Mets Crisis of the Week: They Can’t Hit Lefties

This article is from the archive of The New York Sun before the launch of its new website in 2022. The Sun has neither altered nor updated such articles but will seek to correct any errors, mis-categorizations or other problems introduced during transfer.

The New York Sun

One of the more entertaining things about a highly entertaining Mets season has been the constant manufacture of crises. Be it the rotation, the bullpen, the outfield, David Wright’s power stroke, or the gravitational pull of Mr. Met’s enormous head, one thing or another been casting terror in the hearts of the team’s supporters no matter how well they’re playing. As they continue thrashing the league even with every reason to simply play out the string, the newest crisis is the team’s supposed vulnerability to left-handed pitching, an ongoing problem over the last six weeks that was rather brutally highlighted when someone named Eric Stults pitched like Sandy Koufax against the Mets in his first major league start.

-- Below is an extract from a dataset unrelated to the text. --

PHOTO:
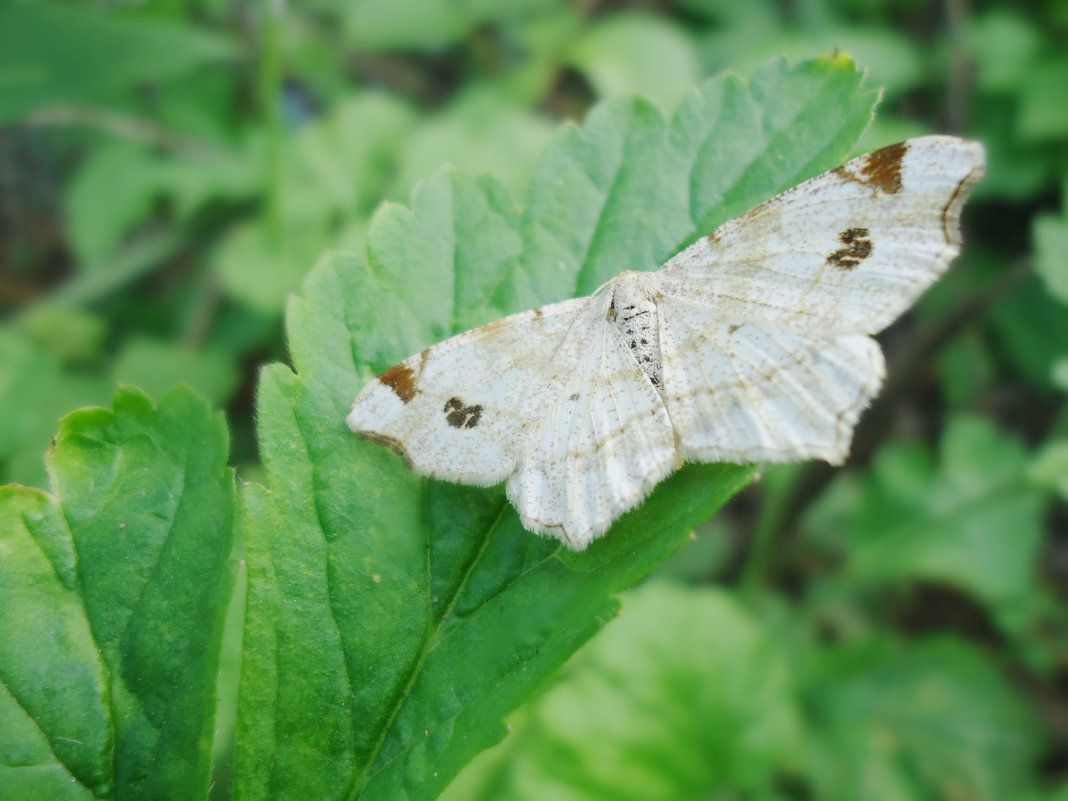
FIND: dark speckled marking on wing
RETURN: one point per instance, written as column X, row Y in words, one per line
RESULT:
column 858, row 248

The problem, if there is one, is in the tendency all people have to put too much emphasis on what’s happening now in trying to predict what’s likely to happen in the future. That’s entirely understandable — a Mets lineup in which various players with weaknesses against lefties are shuffling in and out of the lineup, in which another couple of key players are enduring slumps, and whose cleanup hitter doesn’t hit lefties nearly as well as he hits righties is going to look like an October problem waiting to happen, especially when a Stults-type pitcher vaunts on the mound as he mows down Queens’ finest. Still, a bit of perspective is in order.

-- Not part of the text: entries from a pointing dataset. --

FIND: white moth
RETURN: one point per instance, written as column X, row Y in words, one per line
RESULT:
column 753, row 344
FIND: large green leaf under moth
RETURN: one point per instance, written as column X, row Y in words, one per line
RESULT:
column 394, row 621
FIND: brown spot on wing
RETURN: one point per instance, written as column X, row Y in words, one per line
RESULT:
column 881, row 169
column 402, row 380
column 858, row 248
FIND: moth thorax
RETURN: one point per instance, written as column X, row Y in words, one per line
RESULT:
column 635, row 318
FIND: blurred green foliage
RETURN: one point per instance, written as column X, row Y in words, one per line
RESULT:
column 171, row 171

Leaving aside the mystery outfielder du jour, Mets regulars break down into two camps: Those who have been scalding lefties, and those who have been losing a lot against them. In the first camp you have Wright, Carlos Beltran, Jose Reyes, Paul LoDuca and Shawn Green. The first three have seasonal on base plus slugging percentages around .900 against portsiders; LoDuca and Green are around .800, which is right where they are overall. In the second camp you have Carlos Delgado and Jose Valentin. Delgado’s been limited to a .770 OPS against lefties (not surprising, as he hits from the left and usually faces the opposition’s best left-handed reliever late in games). Valentin’s been better than he usually is, with a .629 mark, but there’s a reason Chris Woodward has a job.

Why should these season-long numbers matter more than more recent ones, heading into the playoffs? For the simple reason that the more information you’re looking at, the better the conclusions you’re likely to draw. For an absurd example of extrapolating from a small sample, you can say that since LoDuca had zero hits against Stults, he can’t hit lefties. That’s obviously ridiculous, but it’s not much more ridiculous than looking at how the Mets have done over the last six weeks and going into a panic over it.

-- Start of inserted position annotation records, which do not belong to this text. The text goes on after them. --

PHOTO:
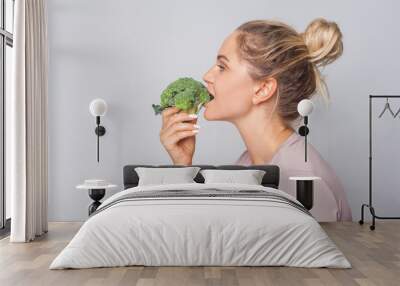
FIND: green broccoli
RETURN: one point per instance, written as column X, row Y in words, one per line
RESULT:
column 186, row 94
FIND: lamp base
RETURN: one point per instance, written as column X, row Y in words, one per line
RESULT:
column 303, row 130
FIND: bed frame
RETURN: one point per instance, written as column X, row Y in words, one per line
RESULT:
column 270, row 179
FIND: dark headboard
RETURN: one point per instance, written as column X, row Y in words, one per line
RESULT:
column 270, row 179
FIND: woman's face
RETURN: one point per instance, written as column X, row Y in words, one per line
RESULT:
column 229, row 82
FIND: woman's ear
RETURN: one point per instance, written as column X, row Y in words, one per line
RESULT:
column 264, row 90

Similarly, looking at just this season’s numbers, rather than how these players have performed over the last few years, is a mistake. Performance fluctuates, but since 2003 Beltran, Reyes, and Wright have all hit slightly better against left-handed hitters than against righties; LoDuca’s hit much better against them; Delgado’s hit much worse against them, but still more than well enough to play every day; Green’s been ineffective enough against them that he should probably have been platooned, and Valentin has been truly awful, bad enough that he should never face a left-handed pitcher if it can be avoided.

As they say, past performance is not a guarantor of future performance, but it’s fair to say that no matter their recent struggles, the Mets are no more vulnerable to lefties than the next team. Their three best and most important hitters historically smite them, and another hitter is, though not great against them, great relative to his own general abilities. This leaves two bottom-of-the-order hitters who should be pinch-hit for in a tight spot with a lefty on the hill, and one middle-of-the-order threat who hasn’t looked good against left-handers this year but has historically been perfectly fine against them, though not Ruthian as he has been against right-handers.

Past that, where are these hordes of lefty starters on playoff teams of whom Mets fans should be terrified? Is the specter of San Diego’s David Wells supposed to horrify the Mets supporter? A World Series matchup against Minnesota’s Johan Santana and Francisco Liriano would be tough — but it’s not clear how being better against the generic left-hander would help against arguably the two best pitchers in the American League.

There’s a difference between noting a phenomenon and drawing a conclusion from it. Short of some specific, known cause — like David Wright having gone blind in one eye, or Carlos Beltran having a phobia about gripping his bat in the way he has to to succeed as a right-handed hitter—there’s no reason to think any Met other than Valentin should fear the lefthander in the playoffs. If Willie Randolph doesn’t take note of the deficiencies of his players and use his bench adeptly, it may be a problem — but he’s shown little reason to think it will be so, and so again, it’s a manufactured crisis.